Comparing the moles, we find that we have excess O2 (22.31 mol) and limited NO (5.27 mol). This means NO is the limiting reagent.
b) To find the percent yield, we need to compare the actual amount of NO2 formed to the theoretical amount calculated from the limiting reagent.
1. Calculate the theoretical yield of NO2 using the stoichiometric ratio from the balanced equation. The stoichiometric ratio is 2:2, so the number of moles of NO2 formed will be equal to the number of moles of NO used.
Theoretical yield of NO2 = moles of NO2 formed = moles of NO used = n(NO)
Theoretical yield of NO2 = 5.27 mol
2. Convert the volume of NO2 produced to moles using the ideal gas law equation. The conditions are the same as given in part (a) (35 degrees Celsius and 632 mm Hg).
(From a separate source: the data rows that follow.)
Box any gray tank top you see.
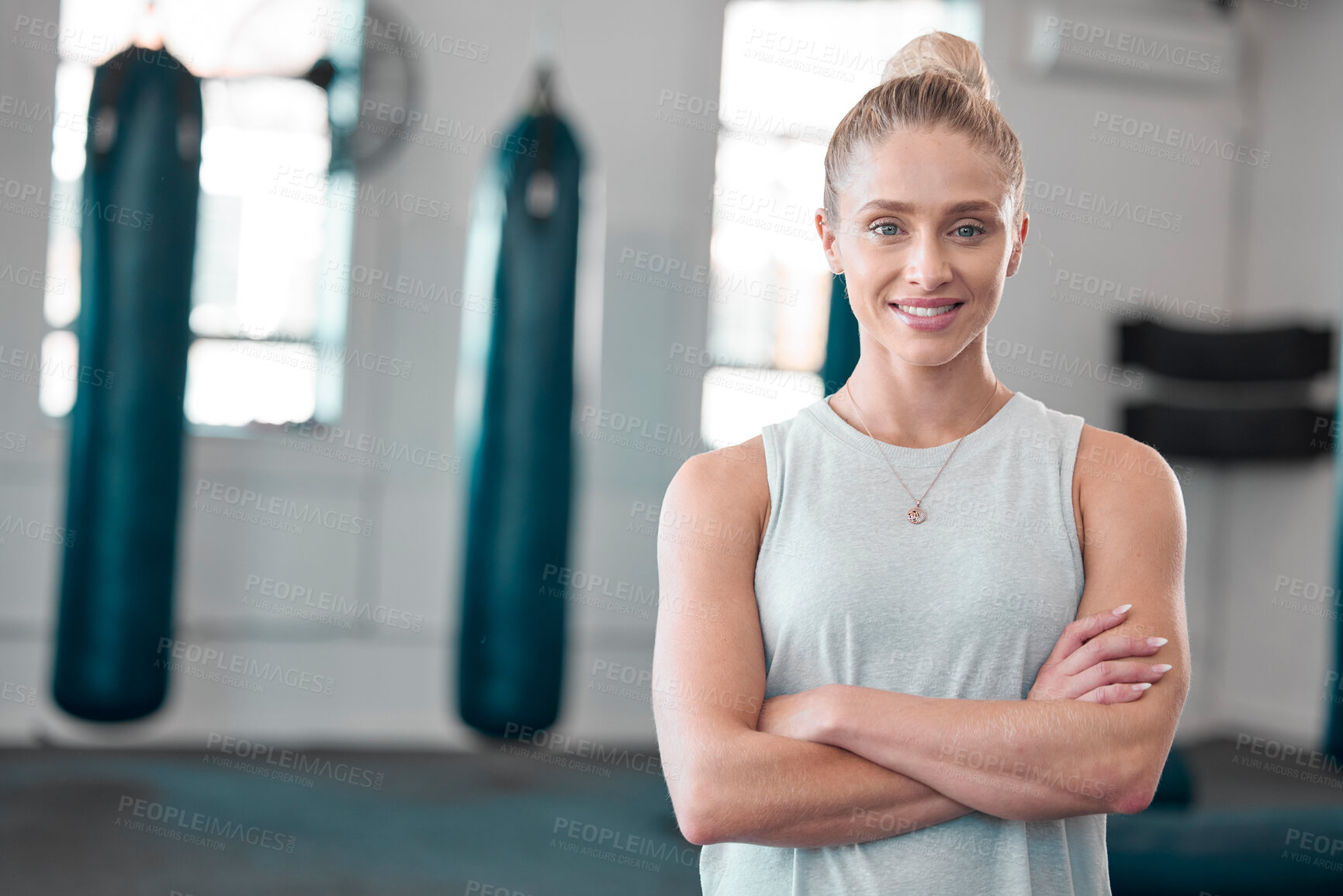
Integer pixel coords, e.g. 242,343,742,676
700,393,1109,896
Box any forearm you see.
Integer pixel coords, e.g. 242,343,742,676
818,685,1150,821
677,728,972,849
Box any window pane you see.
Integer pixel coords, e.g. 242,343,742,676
37,330,79,417
191,78,330,338
700,367,822,448
187,338,320,426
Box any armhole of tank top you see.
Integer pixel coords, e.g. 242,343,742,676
1058,413,1086,595
756,423,783,556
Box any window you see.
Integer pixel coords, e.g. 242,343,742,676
701,0,981,448
39,0,362,427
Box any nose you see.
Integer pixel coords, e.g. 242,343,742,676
905,231,951,292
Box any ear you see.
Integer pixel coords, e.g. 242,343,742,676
1007,213,1030,277
815,208,843,274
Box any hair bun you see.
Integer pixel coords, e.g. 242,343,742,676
881,31,994,99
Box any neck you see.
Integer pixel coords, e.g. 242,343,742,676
830,337,1012,448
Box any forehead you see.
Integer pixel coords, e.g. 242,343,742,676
839,128,1009,216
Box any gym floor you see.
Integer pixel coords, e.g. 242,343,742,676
0,742,1343,896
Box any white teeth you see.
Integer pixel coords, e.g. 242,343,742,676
896,305,955,317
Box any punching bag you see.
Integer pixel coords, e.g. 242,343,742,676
53,48,202,721
457,68,583,736
821,274,860,396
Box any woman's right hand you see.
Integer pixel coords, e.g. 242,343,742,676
1026,604,1171,704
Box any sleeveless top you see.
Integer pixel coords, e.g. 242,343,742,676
700,393,1111,896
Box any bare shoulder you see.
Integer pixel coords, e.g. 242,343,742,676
661,435,770,544
1073,423,1185,556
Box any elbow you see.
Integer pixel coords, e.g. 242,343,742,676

n(NO2) = (P * V) / (R * T)
n(NO2) = (632 mm Hg * 97.3 L) / (0.0821 L.atm/K.mol * (35 + 273.15))
n(NO2) = 32.76 mol
3. Calculate the percent yield using the formula:
Percent Yield = (Actual Yield / Theoretical Yield) * 100
Percent Yield = (32.76 mol / 5.27 mol) * 100
Percent Yield = 622.96%
Therefore, the percent yield of NO2 is 622.96%.